Buttigieg’s foreign policy is based on the goal of restoring American credibility on the world stage. He intends to establish a higher standard for the deployment of US military forces overseas. Buttigieg also plan to work to reverse the rise of authoritarianism abroad.
According to Buttigieg’s website, “Pete belongs to the generation that came of age with school shootings, accustomed to seeing the harm inflicted on our communities as 100 people die from gun violence every day.” He intends to strengthen gun laws using universal background checks, red flag laws, and banning assault rifles and high-capacity magazines.

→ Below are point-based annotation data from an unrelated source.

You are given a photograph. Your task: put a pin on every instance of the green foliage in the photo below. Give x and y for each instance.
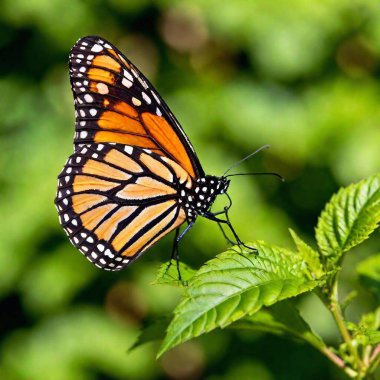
(309, 255)
(169, 274)
(234, 285)
(282, 318)
(349, 218)
(243, 291)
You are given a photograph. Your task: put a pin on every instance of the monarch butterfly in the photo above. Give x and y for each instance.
(134, 175)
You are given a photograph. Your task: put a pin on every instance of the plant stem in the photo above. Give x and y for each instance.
(338, 361)
(336, 311)
(374, 361)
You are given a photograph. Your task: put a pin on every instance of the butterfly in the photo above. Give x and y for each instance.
(134, 175)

Despite the lengthy list of policies and vision, the media has been skeptical of his inability to really deep-dive into reform like his opponents Biden and Warren who have been gaining traction from an increasingly liberal voter base. According to this left-leaning Vox article, “Despite Buttigieg’s reputation as a big-thinking candidate, he’s often strikingly unwilling to commit to specific policies. But cobble together his policy positions from various public appearances and it’s clear that he’s solidly progressive in a way that could satisfy the Democratic base’s hunger for a bolder, less centrist approach to policy.”

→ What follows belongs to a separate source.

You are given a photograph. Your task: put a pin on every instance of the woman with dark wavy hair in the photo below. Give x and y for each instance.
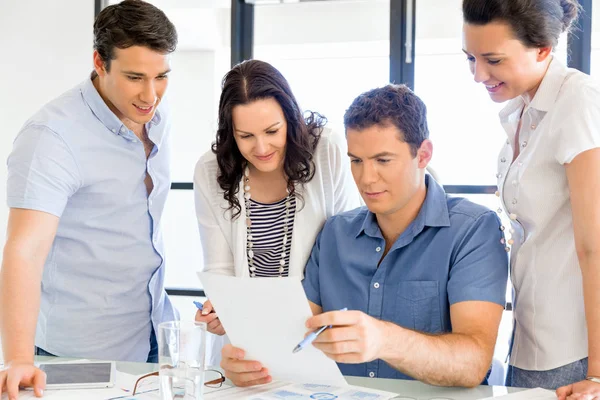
(548, 175)
(273, 177)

Buttigieg consistently polls in fourth place in national Democratic Presidential Primary Polls–following Biden, Sanders, Warren, and Harris. He has been a breakout star in media coverage due to his own media presence and ability to connect to the younger generation of voters–dubbing his campaign “A Fresh Start for America” and announcing, “It’s time for a new generation of American leadership.”
This week (August 16th, 2019) Pete Buttigieg notably spiked in the rankings from 7th to 4th–just after Elizabeth Warren–due to his performance at the Iowa State Fair.
The unscientific poll has not been an entirely accurate predictor of caucus success, “but the state plays an undeniably pivotal role in winnowing the field: Placing lower than third here has proved fatal to nearly every campaign in modern history. And on the Democratic side, seven of the past nine winners in Iowa have gone on to secure their party’s nomination,” according to a left leaning article on the topic.
Reflecting the spike in media coverage, Buttigieg swept 17% of the kernel votes–second only to Biden with 28%. According to a left-leaning Politico article, “the 37-year-old mayor has yet to snag a single in-state endorsement in Iowa, and while his campaign has 57 staffers on the ground, it expanded to that number only recently. It’s a sharp contrast to other top Democratic candidates, who made investments in Iowa last winter to try to identify supporters and build a foundation for 2020, knowing the results here will shape the rest of the fight for the Democratic nomination.” Despite his late start, “the national enthusiasm Buttigieg attracted has popped in Iowa, too.”
Buttigieg has been successful in drawing out a new crowd to support his campaign. According to a Politico article, “Pete Buttigieg is drawing new blood into the world of big-league presidential fundraisers. Buttigieg’s campaign has amassed 94 people and couples who have already raised more than $25,000 for him in the race... But roughly two-thirds of those donors were not among the major fundraisers for Barack Obama or Hillary Clinton during recent election cycles… though in many cases they are well-connected people in their own right.”